Our study showed no significant difference in the area of TGF-β-positive cells between groups on day 3. However, by day 7, the SW group exhibited a larger area than the control. Consistent with these findings, Yang et al. reported a significantly higher area of TGF-β1-positive cells in diabetic rats treated with ESWT than in untreated controls on day 7 [14]. Similarly, Berta et al. observed enhanced TGF-β expression and collagen production in mechanically stimulated fibroblasts following ESWT [17]. In our study, the increase in CD31-positive cells on day 3 and TGF-β-positive cells on day 7 in the SW group suggests that ESWT promotes angiogenesis, recruiting platelets, macrophages, and fibroblasts, which may elevate TGF-β1 production, with a notable increase by day 7. Nonetheless, the PCR analysis did not reveal significant differences in TGF-β1 expression between the SW and control groups on days 3 or 7. This finding could be because the mRNA expression in the control group reached the level in the SW group within one day, as mechanotransduction-induced mRNA expression often occurs within hours [15]. Alternatively, the multifaceted role of TGF-β across different wound healing phases - from inflammation to remodeling - may account for these findings. Furthermore, as tissue samples were collected from the wound margin, which includes both injured and unaffected skin, the results may reflect an amalgamation of distinct wound healing stages.

Limitations

This study has certain limitations. First, different ESWT protocols (e.g., varying energy levels and irradiation frequencies) were not compared. Second, foundational evidence regarding the cylindrical device fabricated with the vinyl chloride resin was insufficient. Third, the efficacy of ESWT for infected and chronic wounds remains uncertain, as only acute wounds were evaluated in this study. Fourth, RT-PCR findings were not evaluated immediately after ESWT, and the gene expression of growth factors related to angiogenesis and tissue repair was not evaluated in this study.
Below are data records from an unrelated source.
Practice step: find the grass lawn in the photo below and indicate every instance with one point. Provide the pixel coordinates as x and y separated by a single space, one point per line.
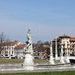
10 61
13 61
42 73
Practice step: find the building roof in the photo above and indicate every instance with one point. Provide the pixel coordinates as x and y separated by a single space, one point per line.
64 36
10 43
20 46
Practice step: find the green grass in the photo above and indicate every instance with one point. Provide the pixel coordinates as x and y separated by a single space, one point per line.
13 61
42 73
10 61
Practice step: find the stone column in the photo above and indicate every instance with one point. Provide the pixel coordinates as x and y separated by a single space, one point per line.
28 61
51 55
61 55
56 53
67 54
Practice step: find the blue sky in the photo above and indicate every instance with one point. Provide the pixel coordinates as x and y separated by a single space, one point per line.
47 18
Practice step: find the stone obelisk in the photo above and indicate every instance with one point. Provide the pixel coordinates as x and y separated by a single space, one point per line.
28 61
56 53
61 55
67 54
51 60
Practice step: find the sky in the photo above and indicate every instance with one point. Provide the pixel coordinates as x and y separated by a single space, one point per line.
47 19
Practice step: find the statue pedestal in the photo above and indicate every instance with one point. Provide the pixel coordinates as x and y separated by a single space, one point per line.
67 59
28 62
62 60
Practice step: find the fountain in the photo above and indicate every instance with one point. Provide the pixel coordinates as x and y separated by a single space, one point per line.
29 66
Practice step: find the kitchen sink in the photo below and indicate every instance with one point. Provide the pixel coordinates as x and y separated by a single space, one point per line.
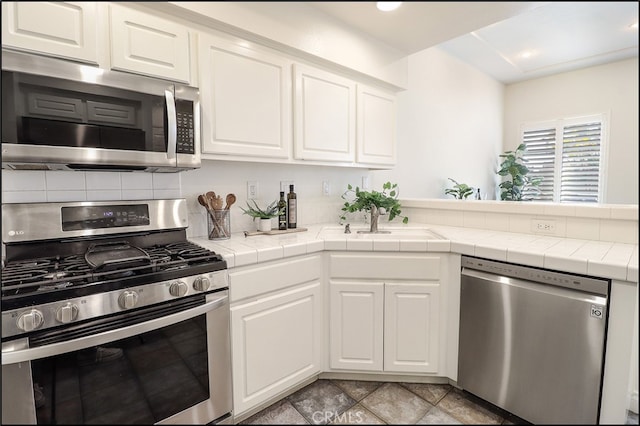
385 233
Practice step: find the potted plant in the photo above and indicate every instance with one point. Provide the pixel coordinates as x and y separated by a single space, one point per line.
513 166
459 191
373 202
263 214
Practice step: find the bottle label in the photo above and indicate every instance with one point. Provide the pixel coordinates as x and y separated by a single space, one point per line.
292 211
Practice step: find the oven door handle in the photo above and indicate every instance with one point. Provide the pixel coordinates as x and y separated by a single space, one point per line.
13 355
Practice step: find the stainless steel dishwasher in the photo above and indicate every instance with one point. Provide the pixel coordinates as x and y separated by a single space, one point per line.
532 340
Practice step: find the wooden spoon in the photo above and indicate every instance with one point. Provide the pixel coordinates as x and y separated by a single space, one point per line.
203 202
231 198
211 197
217 203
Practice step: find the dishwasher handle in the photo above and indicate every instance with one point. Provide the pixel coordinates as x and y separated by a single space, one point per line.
555 290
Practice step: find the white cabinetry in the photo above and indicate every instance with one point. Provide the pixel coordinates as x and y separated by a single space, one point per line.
386 312
63 29
324 115
149 45
246 99
376 115
276 328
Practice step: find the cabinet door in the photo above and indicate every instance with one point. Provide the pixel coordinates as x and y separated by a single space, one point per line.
355 325
324 116
376 127
246 100
411 329
62 29
149 45
275 344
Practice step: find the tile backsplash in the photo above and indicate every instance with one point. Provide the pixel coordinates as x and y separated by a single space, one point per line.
60 186
617 223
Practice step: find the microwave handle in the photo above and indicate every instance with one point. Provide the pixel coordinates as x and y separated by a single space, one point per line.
172 124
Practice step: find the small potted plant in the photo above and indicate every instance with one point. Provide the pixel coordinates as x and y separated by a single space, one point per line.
459 191
517 183
373 202
263 214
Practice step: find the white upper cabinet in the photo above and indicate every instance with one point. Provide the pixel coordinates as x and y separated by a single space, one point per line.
376 126
246 100
149 45
324 116
62 29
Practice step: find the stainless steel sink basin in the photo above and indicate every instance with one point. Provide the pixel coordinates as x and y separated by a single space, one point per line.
388 233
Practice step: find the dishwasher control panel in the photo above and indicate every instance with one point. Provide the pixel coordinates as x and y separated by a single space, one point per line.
545 276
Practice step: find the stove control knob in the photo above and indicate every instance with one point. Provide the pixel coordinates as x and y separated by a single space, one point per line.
201 284
128 299
178 288
30 320
67 313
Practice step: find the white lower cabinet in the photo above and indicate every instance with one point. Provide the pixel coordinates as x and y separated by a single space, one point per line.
411 326
276 328
386 312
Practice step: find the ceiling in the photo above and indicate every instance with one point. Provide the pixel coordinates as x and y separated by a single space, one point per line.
492 36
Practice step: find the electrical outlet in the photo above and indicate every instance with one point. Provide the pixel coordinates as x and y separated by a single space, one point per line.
284 185
544 226
252 189
365 182
326 188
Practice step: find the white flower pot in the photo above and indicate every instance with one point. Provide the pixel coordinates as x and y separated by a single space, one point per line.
264 225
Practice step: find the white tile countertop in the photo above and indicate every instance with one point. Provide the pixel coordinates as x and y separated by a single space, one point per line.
597 258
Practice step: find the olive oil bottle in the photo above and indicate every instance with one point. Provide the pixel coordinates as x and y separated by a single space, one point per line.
292 208
282 208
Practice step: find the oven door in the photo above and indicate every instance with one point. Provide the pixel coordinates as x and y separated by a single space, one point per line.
163 364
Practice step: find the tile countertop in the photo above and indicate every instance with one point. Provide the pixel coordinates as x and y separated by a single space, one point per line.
597 258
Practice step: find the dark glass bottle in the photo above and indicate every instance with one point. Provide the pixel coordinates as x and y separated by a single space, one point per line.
292 208
282 207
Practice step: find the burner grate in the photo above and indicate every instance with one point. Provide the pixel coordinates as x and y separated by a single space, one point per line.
23 277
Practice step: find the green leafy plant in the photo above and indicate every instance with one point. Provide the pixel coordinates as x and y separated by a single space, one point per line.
257 212
364 200
459 190
518 182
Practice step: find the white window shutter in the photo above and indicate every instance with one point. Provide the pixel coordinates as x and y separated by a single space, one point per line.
571 167
581 147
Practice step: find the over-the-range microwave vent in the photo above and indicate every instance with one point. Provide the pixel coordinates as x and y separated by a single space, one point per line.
56 120
32 166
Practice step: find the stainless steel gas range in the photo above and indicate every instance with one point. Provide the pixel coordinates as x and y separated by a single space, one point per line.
110 315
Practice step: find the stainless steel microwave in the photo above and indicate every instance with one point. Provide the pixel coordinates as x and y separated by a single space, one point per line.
60 115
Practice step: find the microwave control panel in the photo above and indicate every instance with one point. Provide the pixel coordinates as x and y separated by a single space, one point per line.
186 137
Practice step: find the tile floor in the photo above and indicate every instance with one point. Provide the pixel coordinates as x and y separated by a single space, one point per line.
358 402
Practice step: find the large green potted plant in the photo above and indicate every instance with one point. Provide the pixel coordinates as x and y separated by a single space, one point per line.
373 202
516 171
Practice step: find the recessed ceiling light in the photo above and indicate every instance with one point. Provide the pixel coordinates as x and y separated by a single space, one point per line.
526 54
388 6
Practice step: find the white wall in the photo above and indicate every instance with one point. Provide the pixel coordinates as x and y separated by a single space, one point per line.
610 88
449 126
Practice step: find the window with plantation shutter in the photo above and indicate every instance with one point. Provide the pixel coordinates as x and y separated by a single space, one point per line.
567 155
ESWT stimulates the secretion of angiogenic and growth factors, including VEGF, eNOS, and TGF-β1 [13,17], which may enhance its suitability for wound healing applications. ESWT comprises two main types: focused shockwave (fSW) therapy and radial shockwave (rSW) therapy. Although rSW can induce effects similar to those of fSW, such as cavitation [18], it delivers lower energy and has a limited effective range of only a few millimeters. Regarding the protocol for fSW, Nishida et al. reported that the application of fSW to vascular endothelial cells resulted in the highest VEGF gene expression at an energy flux density of 0.09 mJ/mm² [13]. In contrast, there is currently no established evidence for the optimal energy settings of rSW therapy for promoting angiogenesis or tissue repair. Therefore, we conducted our study using fSW. Moreover, as our facility did not have access to an rSW device, we were unable to evaluate its efficacy in the present study.

Conclusions

This study demonstrated the therapeutic effect of ESWT in a rat wound model. Evaluation of wound area, real-time PCR analysis, and immunohistological staining on days 0, 3, and 7 after ESWT showed no significant differences in wound area and the expression levels of the VEGFR2 (Kdr), Pecam1 (CD31), and TGF-β1 genes between the SW and C groups. However, the CD31-positive cell area on days 3 and 7 after ESWT was significantly higher in the SW group than in the C group. The area of TGF-β1-positive cells was significantly higher in the SW group than in the C group on day 7 after ESWT. These results suggest that ESWT may promote tissue repair by stimulating early angiogenesis in wounds. Further studies are warranted to explore optimal ESWT parameters, such as the type of ESWT, irradiation frequency, energy levels, and other treatment protocols, as well as the long-term effects of ESWT.